Halalbooking’in Pazarlama ve Satış Grubu Başkanı ve kurucu ortaklarından Ufuk Seçgin.
Müslümanlar açısından sürdürülebilir ve sorumlu bir tatil anlayışından bahsedebilir miyiz?
Kur’an bize yeryüzünü dolaşmamızı, Allah’ın yarattıklarını görmemizi öğütlüyor ve doğaya karşı duyduğumuz sorumluluk, İslam’ın temelinde yer alıyor. Turizm sektörü de giderek daha fazla sürdürülebilirlik konusuna odaklanıyor, otellerin çevreye duyarlı uygulamalar benimsemesini önemsiyor. Yine de bireyler olarak bizim sorumlu bir şekilde seyahat etmeye özen göstermemiz gerek. “Müslümanca bir tatil” kavramını tanımlamak gerekirse, bunun kişisel bir tanım olduğunu düşünüyorum. Bu tanımı benim yapmam çok doğru olmaz çünkü Müslümanlar tek tip bir kitle değil. Hepimizin değerleri, öncelikleri farklı.

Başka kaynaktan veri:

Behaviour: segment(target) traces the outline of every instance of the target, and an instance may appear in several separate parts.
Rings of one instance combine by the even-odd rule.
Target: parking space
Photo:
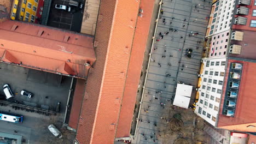
[[[7,101],[52,111],[60,102],[60,112],[65,111],[71,77],[1,63],[0,80],[0,94],[4,97],[2,88],[7,83],[15,95]],[[22,90],[32,93],[32,97],[21,95]]]
[[[73,0],[84,5],[84,0]],[[83,20],[82,9],[79,7],[69,5],[69,0],[53,0],[49,16],[48,26],[80,32]],[[56,9],[56,4],[66,5],[71,11]]]
[[[69,140],[73,140],[74,133],[62,128],[71,77],[0,63],[0,80],[2,100],[0,101],[0,113],[24,117],[22,123],[1,121],[0,127],[2,128],[0,132],[21,135],[26,143],[72,143]],[[5,84],[9,85],[14,95],[7,100],[3,100],[5,98],[3,86]],[[21,95],[21,90],[31,92],[33,97],[28,98]],[[45,111],[48,109],[55,111],[58,102],[61,105],[60,113],[57,115],[46,115],[46,112],[31,109],[44,109]],[[51,123],[60,129],[65,137],[58,140],[54,136],[47,128]],[[14,133],[15,131],[18,133]]]

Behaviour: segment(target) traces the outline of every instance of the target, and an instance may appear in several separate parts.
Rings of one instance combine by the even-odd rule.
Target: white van
[[[8,99],[11,97],[13,97],[13,94],[11,92],[11,91],[9,87],[9,85],[7,84],[4,85],[4,92],[6,96],[6,99]]]
[[[48,126],[48,129],[55,137],[58,137],[59,139],[61,139],[61,137],[62,137],[61,133],[53,124],[51,124]]]

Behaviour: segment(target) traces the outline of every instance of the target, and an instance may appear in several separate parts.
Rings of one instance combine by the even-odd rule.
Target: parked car
[[[32,93],[31,93],[30,92],[27,92],[26,91],[24,91],[24,90],[21,91],[20,92],[20,94],[22,95],[28,97],[28,98],[31,98],[32,95]]]
[[[67,7],[66,5],[61,5],[61,4],[56,4],[55,8],[60,9],[60,10],[67,10],[67,11],[71,11],[71,8],[70,7]]]
[[[4,88],[4,94],[5,94],[6,99],[8,99],[9,98],[10,98],[13,97],[13,92],[11,92],[11,91],[10,90],[10,87],[8,84],[4,85],[3,86]]]

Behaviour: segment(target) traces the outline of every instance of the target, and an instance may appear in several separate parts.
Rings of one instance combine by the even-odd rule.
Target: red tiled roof
[[[86,87],[77,135],[80,143],[114,143],[139,1],[101,1],[100,7],[97,61]]]
[[[85,78],[85,63],[96,61],[91,37],[10,20],[0,24],[0,33],[3,62]]]
[[[221,127],[241,124],[240,127],[234,128],[235,128],[237,130],[250,131],[250,129],[246,127],[249,123],[256,122],[256,113],[253,112],[253,110],[255,107],[255,104],[256,103],[256,99],[255,98],[255,94],[256,93],[256,88],[255,88],[256,85],[256,76],[255,76],[256,63],[229,59],[226,71],[229,71],[229,66],[231,63],[233,62],[243,64],[235,116],[234,117],[228,117],[222,114],[229,74],[228,73],[225,77],[217,125],[218,127]]]
[[[86,81],[83,79],[77,79],[75,89],[72,101],[71,111],[70,112],[68,126],[74,129],[77,129],[79,118],[80,111],[84,95]]]
[[[243,30],[249,30],[249,31],[256,31],[256,27],[251,27],[251,21],[255,20],[255,16],[253,16],[253,10],[256,9],[256,5],[254,4],[255,1],[251,1],[251,4],[249,5],[243,5],[243,7],[245,7],[248,8],[249,13],[248,15],[235,15],[234,17],[237,17],[238,16],[246,17],[247,18],[246,25],[232,25],[232,29],[243,29]],[[237,5],[237,7],[240,7],[240,5]],[[236,14],[236,11],[234,13]]]
[[[116,137],[130,135],[154,3],[154,0],[142,0],[139,5],[143,16],[138,17],[137,22]]]

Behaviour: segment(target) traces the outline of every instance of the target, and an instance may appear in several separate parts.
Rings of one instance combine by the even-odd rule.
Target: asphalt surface
[[[74,0],[84,4],[83,0]],[[71,7],[71,11],[61,10],[55,8],[56,4],[62,4],[68,7],[69,1],[54,0],[52,2],[49,16],[48,26],[66,30],[80,32],[83,15],[83,8]]]
[[[132,143],[174,142],[174,140],[164,140],[160,134],[168,129],[170,114],[171,111],[175,112],[172,112],[171,105],[177,82],[196,87],[208,23],[206,17],[209,16],[211,10],[209,1],[163,1],[163,14],[160,14],[157,26],[136,135]],[[158,13],[158,9],[154,13]],[[160,33],[164,34],[162,39]],[[185,56],[188,49],[193,50],[190,58]],[[191,103],[195,96],[194,91]]]
[[[7,101],[11,103],[14,100],[23,101],[31,106],[34,104],[39,107],[42,105],[48,106],[49,110],[54,111],[56,110],[57,103],[61,102],[60,113],[48,116],[42,113],[28,112],[21,109],[15,109],[10,105],[1,105],[0,112],[22,115],[24,119],[22,123],[0,121],[0,131],[13,134],[14,130],[17,130],[18,133],[15,134],[22,135],[26,142],[30,141],[28,143],[71,143],[68,141],[68,143],[57,143],[56,138],[49,131],[47,126],[54,123],[61,128],[71,79],[71,77],[60,75],[0,63],[0,95],[4,95],[3,86],[5,83],[9,84],[15,95]],[[20,91],[22,89],[31,92],[33,96],[30,99],[21,95]],[[45,98],[46,96],[48,98]],[[26,107],[26,105],[24,107]]]

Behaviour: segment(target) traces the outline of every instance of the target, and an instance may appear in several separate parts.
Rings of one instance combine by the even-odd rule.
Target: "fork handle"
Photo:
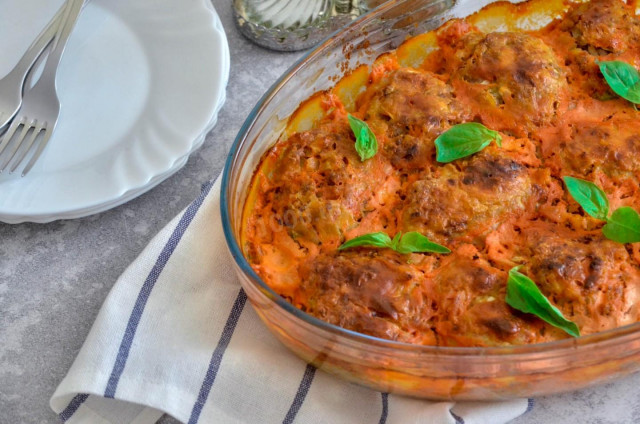
[[[63,5],[60,10],[58,10],[58,13],[56,13],[56,15],[49,21],[47,26],[44,27],[44,29],[40,32],[38,38],[36,38],[33,43],[31,43],[16,66],[2,79],[16,78],[17,81],[22,82],[22,84],[19,84],[20,89],[22,89],[24,81],[27,78],[27,74],[33,67],[36,60],[38,60],[44,49],[47,48],[47,46],[51,43],[54,36],[56,35],[56,32],[58,31],[61,24],[64,10],[65,6]]]
[[[69,36],[75,27],[78,16],[80,16],[83,4],[84,0],[68,0],[65,4],[66,7],[63,6],[65,10],[62,16],[62,23],[58,28],[56,38],[53,41],[54,44],[51,47],[47,62],[44,65],[42,77],[40,78],[41,81],[46,78],[52,78],[55,81],[58,65],[62,59],[62,54],[64,53]]]

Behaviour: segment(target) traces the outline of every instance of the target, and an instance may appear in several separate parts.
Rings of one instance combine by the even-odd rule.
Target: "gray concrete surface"
[[[108,212],[46,225],[0,224],[0,423],[57,423],[49,397],[71,365],[116,278],[151,237],[215,178],[262,93],[299,54],[256,47],[237,32],[231,1],[214,0],[231,48],[227,102],[187,165]],[[204,53],[203,53],[204,54]],[[517,424],[640,422],[640,375],[536,399]],[[175,423],[165,417],[162,423]]]

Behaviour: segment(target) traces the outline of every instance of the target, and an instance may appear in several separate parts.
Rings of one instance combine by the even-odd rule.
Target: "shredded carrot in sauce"
[[[589,180],[612,210],[640,210],[640,112],[611,91],[596,61],[640,68],[635,2],[571,4],[537,31],[483,33],[464,20],[436,32],[417,68],[392,53],[373,66],[353,115],[376,135],[361,161],[347,109],[264,156],[245,212],[244,252],[298,308],[332,324],[407,343],[494,346],[568,337],[505,301],[516,265],[582,334],[640,319],[640,244],[602,234],[562,177]],[[480,122],[495,143],[448,164],[434,140]],[[400,254],[354,237],[417,231],[452,253]]]

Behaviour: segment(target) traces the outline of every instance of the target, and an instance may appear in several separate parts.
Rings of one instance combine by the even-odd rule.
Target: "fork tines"
[[[13,121],[7,132],[0,138],[0,172],[7,169],[10,173],[15,172],[31,154],[31,160],[24,167],[22,175],[29,172],[48,141],[46,132],[42,134],[43,131],[46,131],[46,122],[41,123],[36,120],[26,122],[24,119],[19,122],[17,119]]]

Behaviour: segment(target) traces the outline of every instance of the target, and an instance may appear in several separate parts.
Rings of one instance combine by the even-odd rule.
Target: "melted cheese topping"
[[[529,32],[450,21],[419,36],[438,47],[421,65],[403,67],[387,54],[350,104],[315,97],[325,117],[287,133],[255,173],[243,227],[252,267],[314,316],[408,343],[568,337],[506,304],[507,272],[517,264],[582,334],[638,321],[639,244],[606,240],[603,222],[561,182],[594,181],[612,210],[640,210],[640,112],[611,92],[596,64],[640,67],[634,10],[594,0]],[[347,108],[376,134],[378,154],[365,162]],[[502,148],[436,162],[434,139],[469,121],[500,131]],[[337,250],[378,231],[419,231],[453,252]]]

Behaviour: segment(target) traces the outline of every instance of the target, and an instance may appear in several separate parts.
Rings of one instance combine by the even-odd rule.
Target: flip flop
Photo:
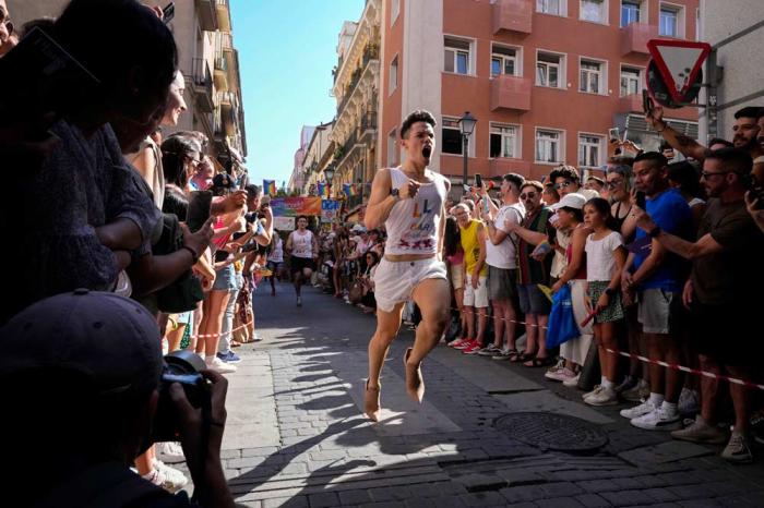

Tatil sadece bedeni dinlendirme aracı değil, aynı zamanda ruhu da besleme fırsatıdır. Bu bağlamda; namazlarını aksatmadan kılabilecekleri, Kur’an okuyabilecekleri, içsel tefekküre fırsat veren ortamları tercih etmek, tatili bir ibadet alanına da dönüştürebilir. Bunun dışında Müslüman ailelerin en büyük beklentilerinden biri de mahremiyetin korunmasıdır. Ailece birlikte vakit geçirebilecekleri, kadınlara özel alanların bulunduğu veya korunaklı havuz gibi seçeneklerin olduğu oteller, bu anlamda oldukça değerlidir.
Halalbooking olarak bizim yaptığımız en önemli şeylerden biri, otellerde helal yiyecek servis edilip edilmediği, alkolsüz alanların olup olmadığı ya da kadınların tesettür mayo ile rahatça denize girip giremeyecekleri gibi çok detaylı helal veri sunmamız. Müşterilerimiz aradığı kriterlere göre filtreleme yaparak, gitmek istedikleri destinasyonda kendileri için en uygun oteli kolayca bulabiliyor.
Halalbooking, tatil opsiyonlarında “helal kriterlere uygunluk dereceleri” üzerinden çalışıyor. Bu durumda otellerle nasıl iletişim kuruyorsunuz ve hangi kriterler üzerinden seçenekler sunuyorsunuz?
Bugün itibarıyla platformumuzda 100’ü aşkın ülkede 500 binden fazla otel sunuyoruz. Bu geniş portföy, yalnızca nicelik açısından değil, aynı zamanda nitelik ve şeffaflık açısından da benzersiz bir yapıda. Misafirlerimize sunduğumuz filtreleme sistemi, doğrudan otellerden aldığımız detaylı helal verilerine dayanıyor.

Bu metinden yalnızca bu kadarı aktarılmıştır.